AARON COLLINS: This mask here, this is a stamped right on it, KN95, and it looks just like this mask here, which has also stamped KN95 GB2626. That’s 2006, which is the test data that they used. I mean, they look nearly identical. This one provided like 99% in mask use. So that’s like filtration efficiency to my face and. all that. This one is about 65%. How would you know as an individual if you didn’t go have the test equipment to know this? How would you know that these are different?
As the information about COVID came out that it might be aerosol, it kind of became evident to me that this is kind of a classic case that you would learn about in sort of your aerosol 101 class with SARS-CoV-1. And I kept finding all these things on Amazon and eBay and kind of random internet searches about face masks. And I started buying them. And I was unsure if they were any good. And my wife was kind of like, why don’t you just test them? Like, isn’t that what you do for a living?

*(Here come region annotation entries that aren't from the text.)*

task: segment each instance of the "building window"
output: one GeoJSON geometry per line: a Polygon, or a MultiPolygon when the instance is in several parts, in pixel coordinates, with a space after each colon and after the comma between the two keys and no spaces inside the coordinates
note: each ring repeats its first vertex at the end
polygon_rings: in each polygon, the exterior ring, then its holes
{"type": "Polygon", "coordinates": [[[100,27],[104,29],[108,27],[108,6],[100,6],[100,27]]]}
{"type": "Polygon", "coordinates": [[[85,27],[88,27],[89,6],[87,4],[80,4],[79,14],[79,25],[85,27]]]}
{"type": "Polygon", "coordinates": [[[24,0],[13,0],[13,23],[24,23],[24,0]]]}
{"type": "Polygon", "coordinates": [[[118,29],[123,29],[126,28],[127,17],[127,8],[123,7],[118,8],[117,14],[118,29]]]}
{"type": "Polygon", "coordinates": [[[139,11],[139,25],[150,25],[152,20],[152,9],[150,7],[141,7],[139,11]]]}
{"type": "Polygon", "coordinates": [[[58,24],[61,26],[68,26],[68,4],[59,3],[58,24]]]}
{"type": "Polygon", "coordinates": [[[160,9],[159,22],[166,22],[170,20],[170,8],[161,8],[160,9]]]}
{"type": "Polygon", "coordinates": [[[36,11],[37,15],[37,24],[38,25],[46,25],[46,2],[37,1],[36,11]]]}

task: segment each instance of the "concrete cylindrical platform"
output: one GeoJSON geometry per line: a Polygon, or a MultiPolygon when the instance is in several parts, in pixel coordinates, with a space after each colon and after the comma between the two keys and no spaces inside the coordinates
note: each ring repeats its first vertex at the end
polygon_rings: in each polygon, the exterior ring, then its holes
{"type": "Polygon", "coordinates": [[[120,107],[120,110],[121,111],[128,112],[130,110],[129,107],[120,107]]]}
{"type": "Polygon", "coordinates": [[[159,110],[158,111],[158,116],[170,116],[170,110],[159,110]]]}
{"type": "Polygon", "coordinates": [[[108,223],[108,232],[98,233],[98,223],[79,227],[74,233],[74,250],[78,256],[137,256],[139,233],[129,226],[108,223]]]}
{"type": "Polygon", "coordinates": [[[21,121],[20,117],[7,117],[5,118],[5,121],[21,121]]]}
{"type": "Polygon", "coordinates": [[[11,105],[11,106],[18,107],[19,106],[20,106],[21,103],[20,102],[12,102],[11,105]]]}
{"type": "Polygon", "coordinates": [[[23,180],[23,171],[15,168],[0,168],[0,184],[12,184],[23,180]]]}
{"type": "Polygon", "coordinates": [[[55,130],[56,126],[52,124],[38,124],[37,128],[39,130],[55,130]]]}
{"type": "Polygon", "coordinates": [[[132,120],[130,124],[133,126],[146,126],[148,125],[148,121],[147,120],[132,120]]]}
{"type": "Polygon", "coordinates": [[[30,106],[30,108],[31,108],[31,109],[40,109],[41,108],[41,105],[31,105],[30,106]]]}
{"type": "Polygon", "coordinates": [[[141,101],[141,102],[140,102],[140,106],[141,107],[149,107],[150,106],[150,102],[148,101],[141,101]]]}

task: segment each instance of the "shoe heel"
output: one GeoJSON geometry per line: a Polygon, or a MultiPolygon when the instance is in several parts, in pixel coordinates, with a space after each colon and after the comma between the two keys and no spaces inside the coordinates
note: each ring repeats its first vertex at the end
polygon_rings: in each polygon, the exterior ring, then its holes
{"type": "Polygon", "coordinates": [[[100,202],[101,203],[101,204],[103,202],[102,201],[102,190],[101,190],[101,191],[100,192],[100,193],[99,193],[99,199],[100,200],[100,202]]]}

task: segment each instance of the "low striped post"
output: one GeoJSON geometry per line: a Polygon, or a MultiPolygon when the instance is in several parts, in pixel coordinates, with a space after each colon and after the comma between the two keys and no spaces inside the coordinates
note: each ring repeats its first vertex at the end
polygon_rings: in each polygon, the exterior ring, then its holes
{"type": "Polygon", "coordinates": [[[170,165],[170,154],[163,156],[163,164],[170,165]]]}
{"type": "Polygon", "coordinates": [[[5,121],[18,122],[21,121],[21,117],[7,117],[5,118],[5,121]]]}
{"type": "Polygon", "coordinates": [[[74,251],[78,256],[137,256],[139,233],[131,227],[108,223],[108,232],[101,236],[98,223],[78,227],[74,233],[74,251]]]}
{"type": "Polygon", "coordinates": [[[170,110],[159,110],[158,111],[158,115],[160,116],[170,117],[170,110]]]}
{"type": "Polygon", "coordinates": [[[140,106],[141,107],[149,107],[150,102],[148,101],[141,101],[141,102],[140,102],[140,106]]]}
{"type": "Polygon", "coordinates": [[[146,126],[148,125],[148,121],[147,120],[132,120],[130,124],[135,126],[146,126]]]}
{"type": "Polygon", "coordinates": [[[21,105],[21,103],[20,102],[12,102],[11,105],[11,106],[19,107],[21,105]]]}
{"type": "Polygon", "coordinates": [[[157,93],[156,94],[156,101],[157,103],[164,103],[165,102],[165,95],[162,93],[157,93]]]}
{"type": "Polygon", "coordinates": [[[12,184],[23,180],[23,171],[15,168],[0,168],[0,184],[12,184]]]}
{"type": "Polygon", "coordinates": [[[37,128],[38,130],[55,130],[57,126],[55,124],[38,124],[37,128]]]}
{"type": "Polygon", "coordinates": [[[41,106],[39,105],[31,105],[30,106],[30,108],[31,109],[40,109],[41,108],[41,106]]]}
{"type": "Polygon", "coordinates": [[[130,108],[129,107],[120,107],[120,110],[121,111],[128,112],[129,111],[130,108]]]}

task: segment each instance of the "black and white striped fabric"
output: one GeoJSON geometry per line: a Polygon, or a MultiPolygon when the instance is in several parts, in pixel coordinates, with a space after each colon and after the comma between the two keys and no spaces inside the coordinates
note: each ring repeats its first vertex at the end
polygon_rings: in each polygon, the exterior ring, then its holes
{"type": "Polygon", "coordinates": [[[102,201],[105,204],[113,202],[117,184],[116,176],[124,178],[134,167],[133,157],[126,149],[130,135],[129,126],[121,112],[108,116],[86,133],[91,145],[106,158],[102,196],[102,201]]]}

And it dawned on me, like, oh, yeah, I guess I could do that. My background is in aerosol science, with my masters looking at ultrafine particles loss in aerosol diluters. So this really nerdy aerosol kind of apparatus. I did happen to have a lot of that equipment. And so I kind of just kind of started creating this YouTube series where I test a bunch of face masks.
All right, back again for some more mask tests. Today we got a whole slew of tests. I got a whole boxful of about 12 different masks. Filtration efficiency for this mask was 99%. 84.5%. 67.4%, so not much better than this cloth mask. In mask world, there’s kind of two things that we care about. And almost all mask standards are tested for this. One, you need to have good filtration. And it needs to be kind of easy to breathe through. Because at the end of the day, the whole job is like it’s going over your face, so if you can’t breathe while wearing this mask, it really doesn’t do you very good.
The blow test, the flame test, the water test, you’ll see all these kind of weird tests that people try to use today. They’re all meaningless, because I can make a, you can make a face mask meet all those specs and still be fake. And I have real masks that failed that standard. So it doesn’t mean anything. It just means whether a mask can hold water or even blow out a candle while wearing the mask. That’s all it tests.
So if you’re a consumer looking for a protective face mask, the FDA published their Emergency Use Authorization. And they have a list of face mask suppliers that are accepted to them as being of high quality. Outside of that, it gets very difficult. There’s no way of knowing right now. I think it’s hard to say who’s doing a good job and who’s not doing a good job just by their website, because you can make a really cool, very fancy looking website.
So what I always look to do is make sure that if they’re registered for that Emergency Use Authorization Act, and then go straight to an official distributor. They should say, I’m a distributor for this, and they’ll have usually some documentation or some information behind it that’s going to qualify them to know that they’re directly importing from one manufacturer. And that’s specifically in the KN95 space.